Über Fortschritte im Geschlechterverhältnis in Saudi Arabien berichtet Al Arabiya. Saudische Ehemänner erhalten ab sofort eine automatische SMS, falls ihre Frau das Land verlässt: "Since last week, Saudi women's male guardians began receiving text messages on their phones informing them when women under their custody leave the country, even if they are travelling together. Manal al-Sherif, who became the symbol of a campaign launched last year urging Saudi women to defy a driving ban, began spreading the information on Twitter, after she was alerted by a couple. The husband, who was travelling with his wife, received a text message from the immigration authorities informing him that his wife had left the international airport in Riyadh."

Welt, 23.11.2012

Achtzig Postkarten Thomas Manns an seinen Bruder Heinrich wurden gefunden und sind jetzt in Lübeck ausgestellt, eine Sensation, meldet Tilman Krause. Es geht um Dinge wie folgende: "Wolle der liebe Heinrich (L.H. lautet meist die Anrede) es nicht auch mal mit diesem neuen Nahrungsmittel Yoghurt probieren? Er sei ausgesprochen 'wohlschmeckend', vor allem aber (bei den Manns ein Dauerbrenner-Thema) 'leicht abführend'. Sehr bewährt habe sich auch der entcoffeinierte Kaffee, dem man neuerdings in Münchens besseren Kreisen kräftig zuspreche."

Weitere Artikel: Eckhard Fuhr kann mit einer typisch Berliner Geschichte aufwarten: Es scheint, als sei Watteaus "Einschiffung nach Kythera" im Charlottenburger Schloss von der Familie Hohenzollern zweimal an die Stadt verkauft worden, einmal im Jahr 1983 für 15 Millionen Mark, dann aber auch schon einmal in der Weimarer Republik. Hanns-Georg Rodek interviewt den österreichischen Regisseur Stefan Ruzowitzky, der mit "Cold Blood" (Besprechung) seinen ersten Hollywood-Film gemacht hat.

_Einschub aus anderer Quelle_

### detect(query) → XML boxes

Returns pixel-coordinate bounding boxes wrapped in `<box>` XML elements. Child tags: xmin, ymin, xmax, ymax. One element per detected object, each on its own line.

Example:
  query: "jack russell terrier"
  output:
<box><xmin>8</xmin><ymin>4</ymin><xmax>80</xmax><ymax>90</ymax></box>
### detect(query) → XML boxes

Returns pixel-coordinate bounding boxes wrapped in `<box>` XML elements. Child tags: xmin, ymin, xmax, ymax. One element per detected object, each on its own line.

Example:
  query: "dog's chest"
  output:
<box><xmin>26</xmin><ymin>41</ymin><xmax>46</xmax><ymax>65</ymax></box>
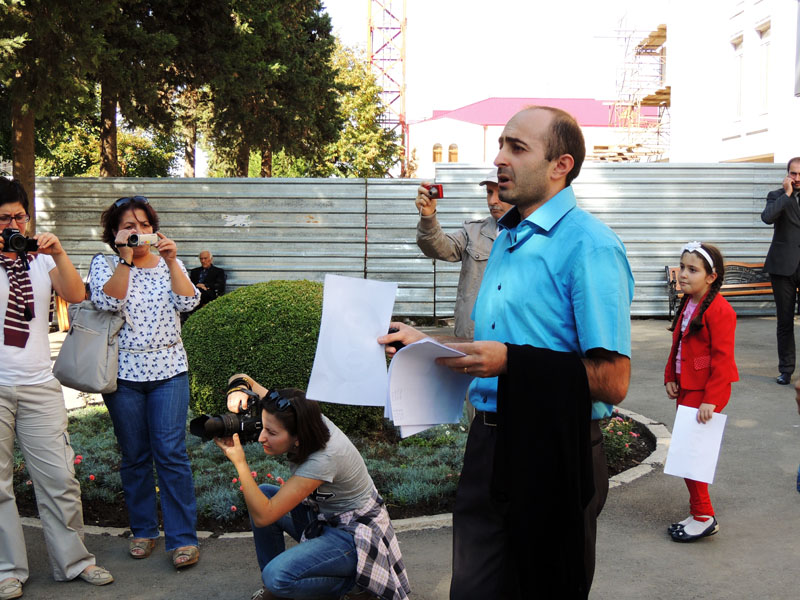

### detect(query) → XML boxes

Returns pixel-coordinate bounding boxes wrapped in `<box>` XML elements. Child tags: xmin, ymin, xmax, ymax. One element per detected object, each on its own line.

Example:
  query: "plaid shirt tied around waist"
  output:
<box><xmin>300</xmin><ymin>488</ymin><xmax>411</xmax><ymax>600</ymax></box>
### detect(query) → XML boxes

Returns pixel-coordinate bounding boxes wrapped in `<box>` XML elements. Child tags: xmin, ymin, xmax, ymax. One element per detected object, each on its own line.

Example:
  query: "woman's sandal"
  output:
<box><xmin>128</xmin><ymin>538</ymin><xmax>156</xmax><ymax>558</ymax></box>
<box><xmin>172</xmin><ymin>546</ymin><xmax>200</xmax><ymax>569</ymax></box>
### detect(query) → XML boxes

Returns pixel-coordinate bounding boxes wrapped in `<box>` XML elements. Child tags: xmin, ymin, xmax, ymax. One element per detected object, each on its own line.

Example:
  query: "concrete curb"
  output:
<box><xmin>608</xmin><ymin>408</ymin><xmax>672</xmax><ymax>489</ymax></box>
<box><xmin>21</xmin><ymin>408</ymin><xmax>671</xmax><ymax>540</ymax></box>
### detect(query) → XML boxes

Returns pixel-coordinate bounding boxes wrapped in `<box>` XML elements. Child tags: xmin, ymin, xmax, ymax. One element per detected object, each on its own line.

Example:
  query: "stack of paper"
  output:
<box><xmin>306</xmin><ymin>275</ymin><xmax>472</xmax><ymax>437</ymax></box>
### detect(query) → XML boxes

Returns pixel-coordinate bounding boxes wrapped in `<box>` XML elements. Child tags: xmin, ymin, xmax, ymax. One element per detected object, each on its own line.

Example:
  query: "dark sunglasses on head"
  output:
<box><xmin>114</xmin><ymin>196</ymin><xmax>150</xmax><ymax>208</ymax></box>
<box><xmin>267</xmin><ymin>391</ymin><xmax>292</xmax><ymax>412</ymax></box>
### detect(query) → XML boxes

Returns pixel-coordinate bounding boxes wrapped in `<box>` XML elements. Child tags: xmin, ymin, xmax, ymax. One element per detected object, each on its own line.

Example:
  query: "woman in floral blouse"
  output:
<box><xmin>89</xmin><ymin>196</ymin><xmax>200</xmax><ymax>568</ymax></box>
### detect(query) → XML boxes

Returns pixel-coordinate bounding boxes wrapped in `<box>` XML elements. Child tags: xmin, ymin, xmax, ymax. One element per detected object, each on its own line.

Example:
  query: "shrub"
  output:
<box><xmin>600</xmin><ymin>412</ymin><xmax>639</xmax><ymax>463</ymax></box>
<box><xmin>188</xmin><ymin>280</ymin><xmax>383</xmax><ymax>435</ymax></box>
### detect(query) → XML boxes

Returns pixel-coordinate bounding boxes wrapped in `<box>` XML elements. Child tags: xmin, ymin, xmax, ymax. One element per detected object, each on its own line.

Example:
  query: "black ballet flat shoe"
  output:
<box><xmin>667</xmin><ymin>515</ymin><xmax>694</xmax><ymax>535</ymax></box>
<box><xmin>670</xmin><ymin>517</ymin><xmax>719</xmax><ymax>543</ymax></box>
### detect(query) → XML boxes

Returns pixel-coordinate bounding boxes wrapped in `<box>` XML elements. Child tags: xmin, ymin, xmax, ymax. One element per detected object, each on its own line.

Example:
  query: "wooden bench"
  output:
<box><xmin>664</xmin><ymin>261</ymin><xmax>772</xmax><ymax>318</ymax></box>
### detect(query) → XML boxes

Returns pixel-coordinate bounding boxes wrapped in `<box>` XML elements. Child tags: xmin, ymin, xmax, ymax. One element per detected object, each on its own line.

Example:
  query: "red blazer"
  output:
<box><xmin>664</xmin><ymin>294</ymin><xmax>739</xmax><ymax>412</ymax></box>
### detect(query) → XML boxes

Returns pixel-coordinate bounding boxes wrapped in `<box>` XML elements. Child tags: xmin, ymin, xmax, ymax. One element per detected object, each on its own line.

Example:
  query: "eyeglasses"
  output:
<box><xmin>267</xmin><ymin>391</ymin><xmax>294</xmax><ymax>412</ymax></box>
<box><xmin>0</xmin><ymin>213</ymin><xmax>31</xmax><ymax>225</ymax></box>
<box><xmin>114</xmin><ymin>196</ymin><xmax>150</xmax><ymax>208</ymax></box>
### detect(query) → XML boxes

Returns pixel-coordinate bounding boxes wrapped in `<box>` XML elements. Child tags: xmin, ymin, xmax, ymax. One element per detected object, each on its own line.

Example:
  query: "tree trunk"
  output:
<box><xmin>236</xmin><ymin>142</ymin><xmax>250</xmax><ymax>177</ymax></box>
<box><xmin>100</xmin><ymin>86</ymin><xmax>119</xmax><ymax>177</ymax></box>
<box><xmin>183</xmin><ymin>119</ymin><xmax>197</xmax><ymax>177</ymax></box>
<box><xmin>11</xmin><ymin>102</ymin><xmax>36</xmax><ymax>235</ymax></box>
<box><xmin>261</xmin><ymin>145</ymin><xmax>272</xmax><ymax>177</ymax></box>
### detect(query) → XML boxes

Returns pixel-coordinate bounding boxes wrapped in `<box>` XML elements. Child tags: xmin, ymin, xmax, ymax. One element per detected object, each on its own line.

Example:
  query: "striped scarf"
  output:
<box><xmin>0</xmin><ymin>253</ymin><xmax>36</xmax><ymax>348</ymax></box>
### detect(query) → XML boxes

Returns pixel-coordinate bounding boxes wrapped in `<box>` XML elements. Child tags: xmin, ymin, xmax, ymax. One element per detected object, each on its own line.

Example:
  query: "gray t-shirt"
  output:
<box><xmin>289</xmin><ymin>415</ymin><xmax>375</xmax><ymax>516</ymax></box>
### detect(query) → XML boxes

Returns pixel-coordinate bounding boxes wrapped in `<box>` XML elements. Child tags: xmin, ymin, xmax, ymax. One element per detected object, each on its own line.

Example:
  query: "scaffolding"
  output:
<box><xmin>367</xmin><ymin>0</ymin><xmax>408</xmax><ymax>177</ymax></box>
<box><xmin>590</xmin><ymin>25</ymin><xmax>670</xmax><ymax>162</ymax></box>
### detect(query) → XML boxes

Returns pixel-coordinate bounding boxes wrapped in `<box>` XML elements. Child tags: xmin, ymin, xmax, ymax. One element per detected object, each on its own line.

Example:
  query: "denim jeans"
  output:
<box><xmin>253</xmin><ymin>484</ymin><xmax>357</xmax><ymax>598</ymax></box>
<box><xmin>103</xmin><ymin>373</ymin><xmax>197</xmax><ymax>551</ymax></box>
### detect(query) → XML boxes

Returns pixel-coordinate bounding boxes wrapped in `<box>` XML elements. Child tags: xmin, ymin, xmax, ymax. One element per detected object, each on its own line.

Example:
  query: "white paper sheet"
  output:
<box><xmin>307</xmin><ymin>275</ymin><xmax>397</xmax><ymax>406</ymax></box>
<box><xmin>664</xmin><ymin>406</ymin><xmax>728</xmax><ymax>483</ymax></box>
<box><xmin>387</xmin><ymin>338</ymin><xmax>473</xmax><ymax>437</ymax></box>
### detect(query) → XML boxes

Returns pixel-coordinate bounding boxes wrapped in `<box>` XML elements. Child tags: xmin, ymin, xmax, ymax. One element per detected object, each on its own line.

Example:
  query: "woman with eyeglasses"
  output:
<box><xmin>89</xmin><ymin>196</ymin><xmax>200</xmax><ymax>569</ymax></box>
<box><xmin>215</xmin><ymin>374</ymin><xmax>411</xmax><ymax>600</ymax></box>
<box><xmin>0</xmin><ymin>177</ymin><xmax>114</xmax><ymax>599</ymax></box>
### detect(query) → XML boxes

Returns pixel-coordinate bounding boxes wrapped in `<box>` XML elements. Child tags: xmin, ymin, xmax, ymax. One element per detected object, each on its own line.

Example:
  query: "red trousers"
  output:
<box><xmin>677</xmin><ymin>382</ymin><xmax>720</xmax><ymax>517</ymax></box>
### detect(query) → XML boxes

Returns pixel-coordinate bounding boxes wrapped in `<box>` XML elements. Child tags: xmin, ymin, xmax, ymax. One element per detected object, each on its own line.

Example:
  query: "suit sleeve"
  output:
<box><xmin>761</xmin><ymin>190</ymin><xmax>794</xmax><ymax>225</ymax></box>
<box><xmin>417</xmin><ymin>214</ymin><xmax>469</xmax><ymax>262</ymax></box>
<box><xmin>703</xmin><ymin>305</ymin><xmax>739</xmax><ymax>412</ymax></box>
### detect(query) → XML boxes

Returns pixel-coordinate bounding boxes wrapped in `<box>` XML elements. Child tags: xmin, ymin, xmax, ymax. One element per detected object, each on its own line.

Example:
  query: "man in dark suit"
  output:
<box><xmin>189</xmin><ymin>250</ymin><xmax>225</xmax><ymax>312</ymax></box>
<box><xmin>761</xmin><ymin>156</ymin><xmax>800</xmax><ymax>385</ymax></box>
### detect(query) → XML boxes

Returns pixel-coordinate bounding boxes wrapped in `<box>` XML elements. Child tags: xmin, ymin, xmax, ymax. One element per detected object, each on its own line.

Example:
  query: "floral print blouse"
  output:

Besprochen werden eine Ausstellung mit DDR-Fotografie in Berlin und Ereignisse des Braunschweiger Theaterfestivals "Fast forward", bei dem vor allem die junge polnische Regisseurin Marta Gornicka und ihr Chor entzückten (hier ein Einblick in ihre Kunst).

NZZ, 23.11.2012

Daniela Segenreich-Horsky stellt das taubblinde Theaterensemble Na Laga'at aus Israel vor, das von der Zürcherin Adina Tal geleitet wird: "'Das Schwierigste dabei ist es, Termine für die Proben zu finden', seufzt sie, 'denn es gibt immer irgendwelche Feiertage. Kaum sind die jüdischen Neujahrsfeiertage vorbei, beginnt das Laubhüttenfest bei den Samaritanern.' Daneben sind auch noch die Fest- und Fastentage der muslimischen und christlichen Mitwirkenden zu berücksichtigen."

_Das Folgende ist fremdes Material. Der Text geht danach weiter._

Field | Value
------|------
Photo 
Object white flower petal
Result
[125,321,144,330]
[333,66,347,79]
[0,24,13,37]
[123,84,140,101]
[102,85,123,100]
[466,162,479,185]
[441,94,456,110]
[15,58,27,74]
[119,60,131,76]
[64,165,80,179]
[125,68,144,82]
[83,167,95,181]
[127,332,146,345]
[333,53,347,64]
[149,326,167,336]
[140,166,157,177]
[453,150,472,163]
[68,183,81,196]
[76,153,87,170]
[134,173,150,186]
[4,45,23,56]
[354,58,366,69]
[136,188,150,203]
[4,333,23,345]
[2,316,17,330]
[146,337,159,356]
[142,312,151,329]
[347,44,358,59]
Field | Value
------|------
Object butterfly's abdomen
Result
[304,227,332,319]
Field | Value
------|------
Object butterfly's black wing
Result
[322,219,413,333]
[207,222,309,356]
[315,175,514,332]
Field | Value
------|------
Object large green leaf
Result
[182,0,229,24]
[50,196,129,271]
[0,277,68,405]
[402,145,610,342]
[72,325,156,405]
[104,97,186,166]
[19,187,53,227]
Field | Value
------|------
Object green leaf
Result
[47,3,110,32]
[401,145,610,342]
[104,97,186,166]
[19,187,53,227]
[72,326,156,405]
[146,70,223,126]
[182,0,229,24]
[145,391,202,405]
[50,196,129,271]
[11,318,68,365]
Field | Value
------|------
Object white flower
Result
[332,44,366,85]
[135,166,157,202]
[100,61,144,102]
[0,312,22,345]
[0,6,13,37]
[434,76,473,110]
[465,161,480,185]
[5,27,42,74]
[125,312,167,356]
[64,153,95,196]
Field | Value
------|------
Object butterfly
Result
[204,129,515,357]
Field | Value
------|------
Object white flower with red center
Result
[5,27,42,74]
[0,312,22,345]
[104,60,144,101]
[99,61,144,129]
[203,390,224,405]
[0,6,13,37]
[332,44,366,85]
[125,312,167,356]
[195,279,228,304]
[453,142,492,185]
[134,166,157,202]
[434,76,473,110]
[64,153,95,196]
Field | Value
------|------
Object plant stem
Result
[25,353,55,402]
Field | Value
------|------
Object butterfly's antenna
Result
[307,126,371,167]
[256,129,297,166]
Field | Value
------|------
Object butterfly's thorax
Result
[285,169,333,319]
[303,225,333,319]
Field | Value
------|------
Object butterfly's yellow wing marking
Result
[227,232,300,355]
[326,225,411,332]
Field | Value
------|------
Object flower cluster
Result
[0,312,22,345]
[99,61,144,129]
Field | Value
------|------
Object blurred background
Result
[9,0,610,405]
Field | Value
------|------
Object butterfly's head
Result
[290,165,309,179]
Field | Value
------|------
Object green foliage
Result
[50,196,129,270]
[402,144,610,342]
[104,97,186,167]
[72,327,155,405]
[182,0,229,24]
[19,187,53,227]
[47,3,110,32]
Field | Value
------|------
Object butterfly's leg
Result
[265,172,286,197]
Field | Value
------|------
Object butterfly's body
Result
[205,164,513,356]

Weiteres: Die Ruinen von Pompeji, der Mailänder Dom, das Kolosseum, der Trevi-Brunnen in Rom, kurz: "das Kulturerbe Italiens bröckelt", berichtet Eva Clausen. Jetzt sollen private Unternehmen den Verfall stoppen. Besprochen werden die Ausstellung "Pop Art Design" im Vitra-Design-Museum in Weil am Rhein und das Album "Alma" der portugiesischen Fadista Carminho.

Aus den Blogs, 23.11.2012

Angeregt von einer Debatte auf Slate denkt Joe Paul Kroll im Culturmag über das Genre des Essays und seinen möglichen Niedergang nach. Hat es damit zu tun, dass auch amerikanische Autoren neuerdings das Risiko scheuen? "Zur Persona Norman Mailers gehörte es auch, in Kauf zu nehmen, für ein Arschloch gehalten zu werden. Das liegt nicht jedem - schon gar nicht mir, weshalb ich es niemandem verdenken will. Man muss auch nicht zum Darsteller seiner selbst verkommen, wie Mailer in seinen späteren Jahren. Und doch muss, wer seine Zeit auf den Begriff oder wenigstens etwas Ordnung ins Gewirr bringen will, ein Scheitern riskieren." Anlass ist übrigens eine Liste von Publisher's Weekly mit den zehn angeblich besten (amerikanischen) Essays seit 1950.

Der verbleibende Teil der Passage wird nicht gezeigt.